La verdad es que a este respecto Turgueniev parecía un hombre escindido, o tal vez necesitaba hacerse perdonar su duplicidad por sus dobles allegados: en sus cartas a amigos eslavos se dedicaba a denostar el mundo occidental, con particular rechazo hacia las convicciones y convenciones francesas; en las que escribía a gente como Flaubert, Maupassant, Merimée o Henry James, se quejaba amargamente de lo que se han quejado todos los rusos, a saber, de lo ruso. En París pasaba casi por un autor francés, aunque con un elemento aristocrático que lo delataba como extranjero; en este sentido no había cambios cuando se hallaba en su propiedad de Spasskoye o en San Petersburgo, donde tanto los siervos como los demás escritores lo veían asimismo como a un extranjero.

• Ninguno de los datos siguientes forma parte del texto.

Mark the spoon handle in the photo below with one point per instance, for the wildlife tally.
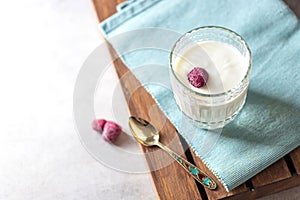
(194, 171)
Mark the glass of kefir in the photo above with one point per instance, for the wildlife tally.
(209, 72)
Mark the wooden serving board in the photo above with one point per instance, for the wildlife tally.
(172, 182)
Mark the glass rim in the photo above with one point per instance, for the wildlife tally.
(217, 28)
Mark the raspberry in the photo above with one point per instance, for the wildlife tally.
(198, 77)
(111, 131)
(98, 124)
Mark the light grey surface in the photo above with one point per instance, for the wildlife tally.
(43, 45)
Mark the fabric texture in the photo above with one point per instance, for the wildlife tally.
(268, 126)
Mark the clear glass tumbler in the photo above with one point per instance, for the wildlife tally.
(210, 110)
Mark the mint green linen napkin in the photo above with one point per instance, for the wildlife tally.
(268, 126)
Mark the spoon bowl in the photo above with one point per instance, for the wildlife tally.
(146, 134)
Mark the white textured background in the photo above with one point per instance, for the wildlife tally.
(42, 46)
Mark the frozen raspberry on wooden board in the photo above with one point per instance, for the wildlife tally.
(110, 130)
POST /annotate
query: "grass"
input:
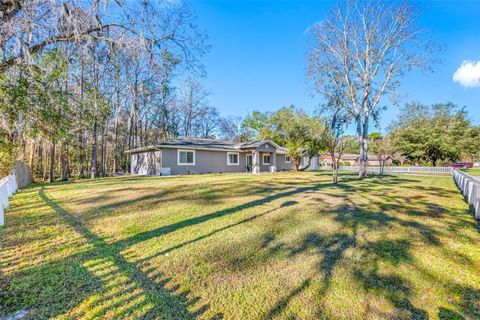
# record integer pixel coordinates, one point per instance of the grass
(238, 246)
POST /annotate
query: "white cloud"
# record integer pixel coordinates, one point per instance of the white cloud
(468, 74)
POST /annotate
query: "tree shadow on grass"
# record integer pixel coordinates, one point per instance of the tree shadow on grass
(156, 298)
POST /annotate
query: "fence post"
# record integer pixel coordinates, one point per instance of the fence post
(477, 205)
(2, 217)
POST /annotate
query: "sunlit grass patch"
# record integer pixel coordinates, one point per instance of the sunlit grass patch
(239, 246)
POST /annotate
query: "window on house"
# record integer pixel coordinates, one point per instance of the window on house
(186, 157)
(266, 159)
(232, 158)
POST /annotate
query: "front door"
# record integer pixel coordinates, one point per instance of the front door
(249, 162)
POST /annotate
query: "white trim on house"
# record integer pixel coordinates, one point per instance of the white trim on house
(185, 164)
(263, 159)
(232, 163)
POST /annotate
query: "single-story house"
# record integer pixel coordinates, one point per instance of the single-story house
(193, 155)
(354, 159)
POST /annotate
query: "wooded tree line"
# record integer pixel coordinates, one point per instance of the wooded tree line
(83, 81)
(431, 135)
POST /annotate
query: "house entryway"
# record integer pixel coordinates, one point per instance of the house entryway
(249, 162)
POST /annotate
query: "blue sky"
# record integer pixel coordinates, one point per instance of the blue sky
(258, 56)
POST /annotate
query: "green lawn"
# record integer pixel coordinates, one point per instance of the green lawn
(239, 246)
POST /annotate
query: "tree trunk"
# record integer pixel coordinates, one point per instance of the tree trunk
(51, 177)
(32, 154)
(94, 152)
(64, 163)
(335, 168)
(363, 149)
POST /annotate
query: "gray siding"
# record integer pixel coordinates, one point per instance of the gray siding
(205, 162)
(146, 163)
(282, 165)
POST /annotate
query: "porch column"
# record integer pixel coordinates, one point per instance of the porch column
(255, 161)
(273, 161)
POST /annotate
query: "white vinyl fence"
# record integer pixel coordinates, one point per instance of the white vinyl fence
(470, 187)
(8, 186)
(394, 169)
(21, 177)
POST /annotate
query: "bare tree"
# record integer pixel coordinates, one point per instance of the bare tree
(361, 50)
(194, 101)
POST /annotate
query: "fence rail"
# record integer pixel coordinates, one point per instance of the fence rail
(394, 169)
(21, 177)
(470, 188)
(8, 186)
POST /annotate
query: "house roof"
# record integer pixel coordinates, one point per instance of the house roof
(208, 144)
(354, 157)
(200, 143)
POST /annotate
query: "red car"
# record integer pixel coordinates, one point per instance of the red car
(463, 165)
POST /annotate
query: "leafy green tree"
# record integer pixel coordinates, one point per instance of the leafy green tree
(292, 128)
(430, 134)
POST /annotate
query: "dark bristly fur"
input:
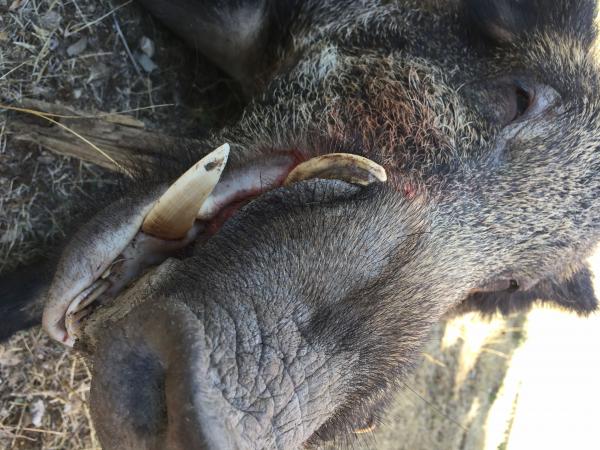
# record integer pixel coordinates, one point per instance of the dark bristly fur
(295, 322)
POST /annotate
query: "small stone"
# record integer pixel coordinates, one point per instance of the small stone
(51, 20)
(147, 46)
(98, 71)
(145, 62)
(15, 5)
(37, 412)
(77, 48)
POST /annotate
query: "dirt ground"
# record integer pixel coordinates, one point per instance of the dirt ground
(110, 56)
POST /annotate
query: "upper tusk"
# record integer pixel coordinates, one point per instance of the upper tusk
(174, 213)
(353, 169)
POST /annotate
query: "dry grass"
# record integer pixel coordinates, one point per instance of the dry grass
(83, 54)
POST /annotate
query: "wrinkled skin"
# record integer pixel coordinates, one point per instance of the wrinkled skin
(295, 321)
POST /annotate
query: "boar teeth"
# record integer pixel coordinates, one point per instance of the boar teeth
(339, 166)
(174, 213)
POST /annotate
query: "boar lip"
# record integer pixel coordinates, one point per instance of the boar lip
(217, 209)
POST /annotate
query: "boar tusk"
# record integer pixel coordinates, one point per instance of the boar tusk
(174, 213)
(353, 169)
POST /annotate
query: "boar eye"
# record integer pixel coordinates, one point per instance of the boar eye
(523, 101)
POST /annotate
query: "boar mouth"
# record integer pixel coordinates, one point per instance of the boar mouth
(192, 209)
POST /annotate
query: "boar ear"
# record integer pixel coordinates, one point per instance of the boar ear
(574, 293)
(504, 21)
(240, 36)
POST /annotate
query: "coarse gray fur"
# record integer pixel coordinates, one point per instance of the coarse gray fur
(295, 322)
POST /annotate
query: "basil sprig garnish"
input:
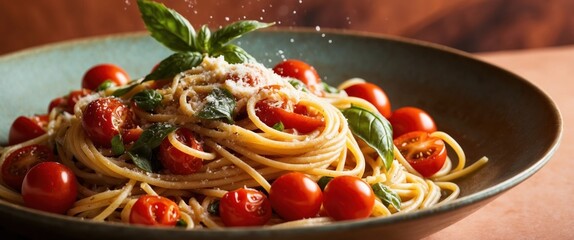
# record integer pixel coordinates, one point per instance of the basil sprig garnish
(387, 196)
(374, 129)
(219, 104)
(176, 33)
(147, 99)
(141, 152)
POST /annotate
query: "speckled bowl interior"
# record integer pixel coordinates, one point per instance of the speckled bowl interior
(490, 111)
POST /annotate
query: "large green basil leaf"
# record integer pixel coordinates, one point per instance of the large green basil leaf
(374, 129)
(167, 26)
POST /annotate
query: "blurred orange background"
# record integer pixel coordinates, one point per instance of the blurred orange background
(470, 25)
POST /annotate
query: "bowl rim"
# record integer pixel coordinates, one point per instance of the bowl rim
(486, 193)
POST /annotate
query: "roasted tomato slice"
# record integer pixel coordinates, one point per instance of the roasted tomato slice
(299, 119)
(424, 153)
(19, 162)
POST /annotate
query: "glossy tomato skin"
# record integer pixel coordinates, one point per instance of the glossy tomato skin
(19, 162)
(25, 128)
(298, 119)
(154, 211)
(295, 196)
(373, 94)
(424, 153)
(73, 98)
(105, 118)
(98, 74)
(347, 198)
(176, 161)
(244, 207)
(410, 119)
(302, 71)
(50, 187)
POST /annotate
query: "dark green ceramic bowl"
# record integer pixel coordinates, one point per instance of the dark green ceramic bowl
(490, 111)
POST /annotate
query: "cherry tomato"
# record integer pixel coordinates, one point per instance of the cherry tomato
(58, 102)
(301, 71)
(348, 197)
(50, 187)
(409, 119)
(424, 153)
(154, 211)
(298, 119)
(73, 98)
(26, 128)
(105, 118)
(294, 196)
(245, 207)
(177, 161)
(19, 162)
(98, 74)
(372, 93)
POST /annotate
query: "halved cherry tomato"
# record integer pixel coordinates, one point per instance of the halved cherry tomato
(50, 187)
(154, 211)
(19, 162)
(298, 119)
(58, 102)
(348, 197)
(424, 153)
(105, 118)
(26, 128)
(295, 196)
(301, 71)
(177, 161)
(73, 98)
(409, 119)
(372, 93)
(98, 74)
(244, 207)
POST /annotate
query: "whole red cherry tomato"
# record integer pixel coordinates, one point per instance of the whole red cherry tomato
(244, 207)
(154, 211)
(105, 118)
(348, 197)
(50, 187)
(373, 94)
(19, 162)
(25, 128)
(177, 161)
(295, 196)
(98, 74)
(299, 119)
(424, 153)
(302, 71)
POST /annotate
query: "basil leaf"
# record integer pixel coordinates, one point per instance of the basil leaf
(117, 145)
(323, 181)
(374, 129)
(175, 64)
(234, 54)
(213, 208)
(387, 196)
(220, 103)
(279, 126)
(122, 91)
(233, 31)
(167, 26)
(148, 99)
(330, 89)
(202, 40)
(142, 150)
(105, 85)
(298, 84)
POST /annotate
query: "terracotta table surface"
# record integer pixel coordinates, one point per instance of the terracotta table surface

Tanto era así que en una ocasión, cuando llegó a Spasskoye acompañado de su traductor al inglés, Ralston, se produjo una confusión muy significativa. Ralston se parecía mucho físicamente a Turgueniev, ambos de gigantesca estatura y pelo y barba muy blancos. Cuando los siervos vieron aparecer a su amo acompañado de una especie de doble extranjero que sin embargo sabía ruso, y que para mayor pánico se dedicaba a visitar cada casa y cada choza haciendo preguntas meticulosas y anotando en una libreta toda clase de datos y vocablos, creyeron que todo aquello no podía sino obedecer a un propósito siniestro, maligno y aun sobrenatural. Acabaron por convencerse de que la misteriosa presencia era el anuncio de un castigo: muchos de ellos embalaron todas sus pertenencias y, con sus pobres carros, formaron fila en la carretera, a la espera de la orden de marcha: habían llegado a la conclusión de que iban a ser deportados a Inglaterra con el satánico doble del amo, para que sus lugares fueran ocupados por una población más sumisa, previsiblemente traída en extraño trueque de la propia Inglaterra.
Aunque Turgueniev fue un amo moderado y humanitario, no es raro que sus siervos fueran capaces de imaginar las más alambicadas represalias, dada la tradición familiar. La madre, Varvara Petrovna, no le iba a la zaga a la abuela: hablaba de «súbditos» y los trataba peor que a tales. A modo de ejemplo, y para no relatar demasiadas atrocidades, prohibía tener hijos a sus sirvientas, ya que les hacían descuidar sus obligaciones, y los pocos vástagos que pese a todo llegaban al mundo por un desliz, lo abandonaban inmediatamente, recién nacidos arrojados a una charca. A sus hijos (Nikolai e Ivan) no los trataba mucho mejor Varvara Petrovna, ya que los siguió azotando hasta que fueron casi hombres, ni tampoco a sus nietos, sobre todo a la ilegítima hija de Ivan y una costurera al servicio de la casa, a la que su abuela, aprovechando los continuos viajes de Turgueniev, torturaba y se entretenía en vestir a veces como a una señorita para mostrarla a sus invitados; cuando preguntaba a éstos a quién se parecía la niña y la respuesta unánime era que a su hijo Ivan Sergueyevich, hacía que la nieta fuera despojada de sus lindos vestidos y enviada de nuevo a penar en la cocina, donde pasaba la mayor parte del tiempo. Con todo, Ivan era su favorito, como lo prueba el hecho de que, tras una descomunal discusión con él, Varvara Petrovna estampara contra el suelo el retrato juvenil de quien la había ofendido, impidiendo que ninguna criada lo rescatara de entre los cristales rotos durante todo un año.